Much the same attitude to translations seems to have existed in Russia in the nineteenth century. If a long English novel was published in a Russian thick journal, it might decide that that it could be ‘improved’. At any rate, nineteenth century. Russian versions of our ‘classic’ novels were often changed in ways which would have horrified their authors.

For example. Jane Eyre, published in 1847 in England, appeared in translation in Russia in1849. (In Notes of the Fatherland). The translation was wonderfully prompt. But Jane Eyre, (which is discussed in Part 3 of this book), although instantly popular in both countries, was a novel which shocked and disturbed many readers. It is extraordinarily outspoken for its period: it challenges traditional values, it attacks obedience and submissiveness, it sets individual truth and integrity above official approval, it probes into sexual and emotional honesty: and there are pages of passionate contempt for those who do not agree with the heroine. Not surprisingly, some critics thought that it should not get into the hands of young ladies.

In the Russian tradition, perhaps because Charlotte Bronte was not saying what was expected, the translator deaded to improve the novel. Much has been omitted or alrered, leaving a story which is smoother and more of a cliché. The romantic qualities remain – but what about the hard, awkward, Protestant honesty which makes this so much more than a ‘romantic novel’? That has largely gone.

My point is that this treatment of original texts was typical at the time. Today such presumptious translations would be of no more than historical interest if unabridged, unsimplified, decent translations were widely available for modern readers. But are they?

The habit of cutting inconvenient or difficult passages, either because of possible censorship, or because the translator does not understand what they mean, has certainly continued throughout much of the twentieth century in Soviet Russia. But there is also a much more insidious kind of simplification which makes nonsense of what literature is really doing. This is the tendency to use the obvious word or phrase foe the strange one, the word which fits in with the translator’s expectations for the one which disturbs those expectations – and generally to uphold what is socially approved and socially normal.

No doubt this happens everywhere; translators struggling with a difficult job will always tend to relax into traditional linguistic patterns and standard vocabulary. But there are reasons why translating from English into Russian can produce an excess of clichés and banalities for the readers.

Here are six reasons. Of course there are more.

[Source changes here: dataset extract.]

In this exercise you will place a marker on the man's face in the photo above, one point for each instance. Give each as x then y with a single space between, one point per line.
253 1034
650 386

For nearly seventy years it was difficult for Russians to have experience of Britain. Most of you could not come to Britain, and those who did were not able to move around freely. So your translators had no direct knowledge of the country and its culture.

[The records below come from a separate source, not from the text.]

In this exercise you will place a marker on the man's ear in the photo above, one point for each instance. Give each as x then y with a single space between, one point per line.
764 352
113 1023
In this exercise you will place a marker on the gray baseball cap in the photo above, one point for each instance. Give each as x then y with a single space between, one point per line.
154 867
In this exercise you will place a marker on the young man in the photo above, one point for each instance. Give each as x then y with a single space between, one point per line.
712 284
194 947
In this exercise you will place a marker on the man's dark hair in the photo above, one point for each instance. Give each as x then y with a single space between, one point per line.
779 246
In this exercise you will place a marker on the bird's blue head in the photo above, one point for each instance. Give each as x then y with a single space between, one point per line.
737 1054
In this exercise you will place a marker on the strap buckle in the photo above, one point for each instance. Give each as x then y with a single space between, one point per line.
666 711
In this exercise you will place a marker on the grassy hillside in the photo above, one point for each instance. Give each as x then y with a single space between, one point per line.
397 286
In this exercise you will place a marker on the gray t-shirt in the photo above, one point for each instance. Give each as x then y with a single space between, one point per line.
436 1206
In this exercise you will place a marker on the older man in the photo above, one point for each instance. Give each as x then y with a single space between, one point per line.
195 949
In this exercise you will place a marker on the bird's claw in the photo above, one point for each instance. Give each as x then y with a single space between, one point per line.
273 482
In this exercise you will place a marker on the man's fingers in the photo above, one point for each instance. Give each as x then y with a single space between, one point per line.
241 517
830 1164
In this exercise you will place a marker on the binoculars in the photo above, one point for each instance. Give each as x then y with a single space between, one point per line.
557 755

Secondly, it was very difficult to talk to English native speakers, either in Britain or Russia, or to discuss with them in any detail the linguistic problems that translators faced.

Thirdly, the enormous efforts by so many of your population to learn English – often furtively from BBC programmes, for example – meant that there was (and is) a widespread version of English culture which is used as a source for translators, although it is really a Russianised English culture.

Fourthly, the new uses of International English have encouraged Russians who have quickly learnt about computers, business English and like to assume that they know English in depth. And many of them become translators although they do not understand literary English when used with any degree of subtlety and sophistication.

Fifthly, English nineteenth century literature and especially children’s literature has been widely read and very popular. Translations into Russian gave you a vocabulary for translating from English and expectations about our literature which are skewed in favour of the childish, the ‘amusing’ and emphasis on ‘types’ and a lack of adult irony.

Sixthly, Russians tend to hold to two beliefs: first, that nobody else in the world thinks and behaves as Russians do (so we can’t understand you) ; and secondly, that if you are puzzled about any piece of English (not just literature), the best person whom to seek advice is another Russian.